Veamos. La ciudad de Changuinola (50 mil habitantes) es un confín. Su centro consiste en dos calles separadas por un canal de agua sucia, y en verano pestilente; una se llama 17 de Abril, la otra, qué más da. Ambas corren de sur a norte, o al revés, cerca de la frontera que determina el río Sixaloa. Herrumbosa, sofocante, Changuinola podría considerase la capital mundial de la República del Plátano. ¿Ha oído usted hablar de repúblicas bananeras? No crea que alude la ropa de moda marca Banana Republic, sino de una realidad cruda, nunca madura, propia del inframundo latinoamericano. Pero si no lo ha visto, no sabe de qué se trata. Constantino Archibold sí, y no es mucho más lo que sabe. Sus siete hijos van creciendo aquí mismo, de madre ngäbe cuyo día consiste en pegar etiquetitas azules de Chiquita en uno de cada dos bananos verdes que algún día madurarán en California, Estocolmo o Carolina del Norte y alguien comerá así nomás y tan tranquilo.
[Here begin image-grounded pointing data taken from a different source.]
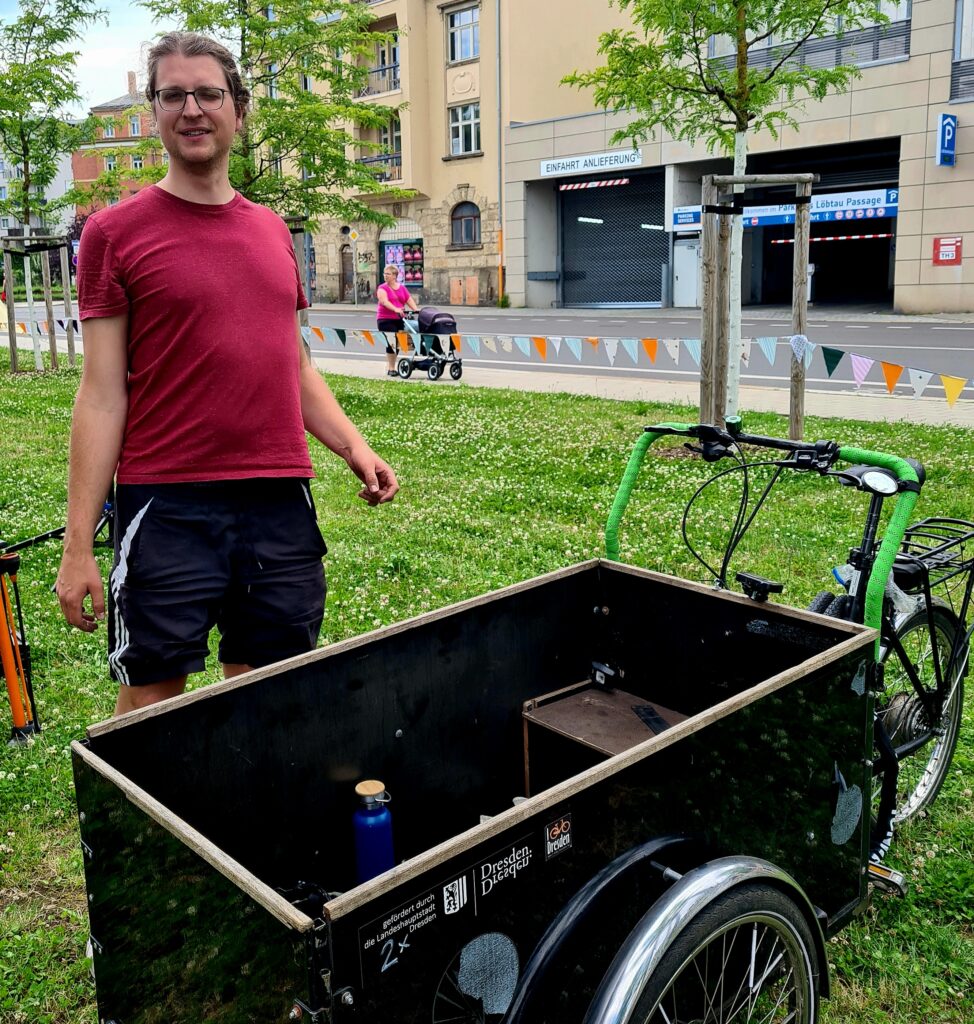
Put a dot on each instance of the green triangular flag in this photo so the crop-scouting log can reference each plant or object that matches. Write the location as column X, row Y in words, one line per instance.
column 833, row 357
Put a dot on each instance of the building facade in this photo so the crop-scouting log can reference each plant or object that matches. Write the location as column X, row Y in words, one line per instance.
column 592, row 222
column 120, row 143
column 445, row 145
column 489, row 138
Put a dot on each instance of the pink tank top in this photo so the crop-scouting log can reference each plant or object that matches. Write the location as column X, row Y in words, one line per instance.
column 398, row 296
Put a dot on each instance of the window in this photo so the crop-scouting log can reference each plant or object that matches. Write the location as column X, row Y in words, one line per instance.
column 465, row 221
column 390, row 135
column 463, row 28
column 464, row 129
Todo comenzó en 1890, cuando Panamá todavía no era país pues a Teddy Roosevelt no se le había ocurrido lo del canal; era la cola de la Gran Colombia, y Bocas del Toro la última punta de esa cola. No lejos de aquí se dejaron venir los Snyder, tres hermanos yanquis que trajeron una partida de negros a la laguna de Chiriquí y establecieron la tan ambiciosa como fugaz Snyder Brothers Banana Company, con la humanitaria intención de inundar de plátano la Unión Americana. Apenas nueve años después los alcanzó la todavía más ambiciosa United Fruit Company, que en el siglo siguiente sería un Estado mayor que los estados centroamericanos y determinaría el triste porvenir de millones de seres humanos, como bien previó horrorizado Rubén Darío. En uno de sus momentos estelares, la empresa depuso, con aviones estadunidenses y la mano en la cintura, al primer gobierno democrático (y para muchos el único) de Guatemala, en 1954. Acá el banano manda, pone y quita gobiernos, carreteras, escuelas, puertos, vidas.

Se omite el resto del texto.